Enfin, il y a la situation dans les pays nouvellement touchés (c’est à dire le Sénégal, le Nigeria et le Congo même si ce n’est pas la même souche). Le Nigeria est 40 fois plus peuplé que le Liberia. Et même si je ne connais pas la densité démographique du pays, la porosité des frontières, la situation politique et encore moins l’impact que ça peut avoir sur la dissémination du virus. Je pense que s’ils perdent le contrôle dans ce pays, ce sera des besoins humains encore plus importants (et on ne fait pas des médecins à coup de milliard, il faut du temps) et une pression sur les autres pays encore plus forte au point que ce qui se passe actuellement au Liberia ne passe au final pour un épiphénomène.

Pour l’instant, au Nigeria, même s’il y a des couacs (un patient qui a fuit pour créer un nouveau foyer d’infection), on dirait qu’ils gèrent.

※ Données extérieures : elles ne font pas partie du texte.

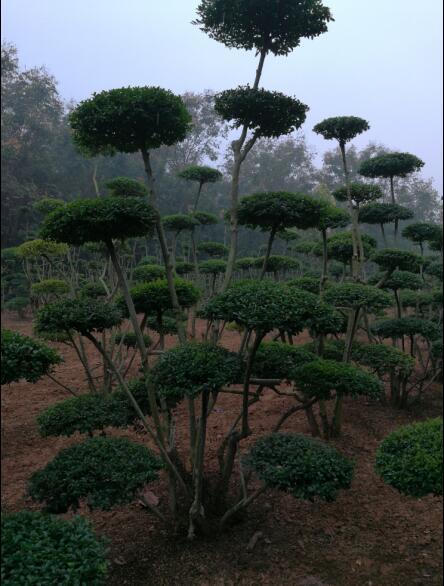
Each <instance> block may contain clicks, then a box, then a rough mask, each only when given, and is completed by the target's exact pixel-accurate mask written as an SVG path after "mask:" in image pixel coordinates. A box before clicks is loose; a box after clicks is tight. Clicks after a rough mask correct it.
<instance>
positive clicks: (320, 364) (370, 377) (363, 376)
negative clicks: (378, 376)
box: [291, 359, 383, 400]
mask: <svg viewBox="0 0 444 586" xmlns="http://www.w3.org/2000/svg"><path fill="white" fill-rule="evenodd" d="M291 379H292V380H293V381H294V383H295V385H296V387H297V388H298V390H299V391H301V392H302V393H304V395H306V396H307V397H316V398H317V399H323V400H328V399H331V397H332V395H331V393H332V392H333V391H336V393H337V395H346V396H351V397H358V396H360V395H365V396H367V397H372V398H375V399H379V398H380V397H381V395H382V393H383V386H382V383H381V381H380V380H379V379H378V378H377V377H376V376H375V375H373V374H370V373H369V372H366V371H365V370H362V369H361V368H358V367H357V366H353V365H352V364H346V363H344V362H336V361H335V360H325V359H318V360H315V361H313V362H309V363H307V364H304V365H302V366H299V367H297V368H295V369H293V371H292V372H291Z"/></svg>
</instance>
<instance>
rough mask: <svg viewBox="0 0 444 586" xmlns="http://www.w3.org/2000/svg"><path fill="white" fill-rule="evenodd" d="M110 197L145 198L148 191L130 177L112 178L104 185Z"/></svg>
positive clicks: (140, 184) (119, 177)
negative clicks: (108, 191) (133, 197)
mask: <svg viewBox="0 0 444 586" xmlns="http://www.w3.org/2000/svg"><path fill="white" fill-rule="evenodd" d="M106 187H107V188H108V190H109V193H110V195H111V196H114V197H146V196H147V195H148V189H147V188H146V186H145V185H144V184H143V183H142V182H141V181H137V180H136V179H131V178H130V177H114V179H110V180H109V181H108V182H107V183H106Z"/></svg>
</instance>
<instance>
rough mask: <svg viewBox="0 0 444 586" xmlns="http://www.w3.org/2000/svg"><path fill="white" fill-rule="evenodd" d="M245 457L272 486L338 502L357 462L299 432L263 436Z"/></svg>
mask: <svg viewBox="0 0 444 586" xmlns="http://www.w3.org/2000/svg"><path fill="white" fill-rule="evenodd" d="M245 460H246V463H247V465H248V466H249V467H250V468H252V469H253V470H255V472H256V473H257V475H258V476H259V478H260V479H261V480H262V481H263V482H265V484H266V485H267V486H269V487H270V488H275V489H277V490H282V491H284V492H288V493H290V494H292V495H293V496H294V497H296V498H299V499H304V500H309V501H313V500H314V499H315V498H316V497H318V498H320V499H322V500H325V501H327V502H330V501H334V500H335V498H336V495H337V493H338V491H339V490H340V489H347V488H350V486H351V481H352V478H353V464H352V463H351V462H350V461H349V460H347V459H346V458H345V457H344V456H342V455H341V454H340V453H339V452H338V451H337V450H336V449H335V448H333V447H332V446H329V445H327V444H324V443H323V442H321V441H320V440H317V439H313V438H310V437H307V436H304V435H299V434H290V433H288V434H286V433H285V434H284V433H273V434H270V435H268V436H265V437H261V438H259V439H258V440H257V441H256V443H255V444H254V445H253V447H252V448H251V450H250V452H249V454H248V456H247V457H246V459H245Z"/></svg>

Pour conclure, je donne l’impression de beaucoup parler d’Ebola mais proportionnellement à la frénésie médiatique actuelle (cette phrase fait beaucoup référence à mon activité sur les réseaux sociaux), je me retiens. Je suis persuadé qu’il fallait paniquer quand j’en parlais au début, en mars-avril, ça aurait changé la donne. Maintenant, on ne peut qu’être spectateur. Malgré les cris et les pleurs sur le net, l’épidémie fait rage mais elle fait rage de la même manière que depuis début juillet.

Malheureusement, en Afrique de l’ouest rien de nouveau…

Disclaimer :

Je tiens à préciser que ce n’est que mon avis de passionné par le sujet. Mes diplômes me permettent à peine d’imaginer comment peut évoluer un tel virus peut évoluer au fil des ans (en supposant que les virus de plantes et d’animaux évoluent de la même façon) mais pas d’être catégorique pour commenter régulièrement l’actualité de l’épidémie d’Ebola. Je le fais quand même mais ne prenez pas mes propos comme parole d’évangile.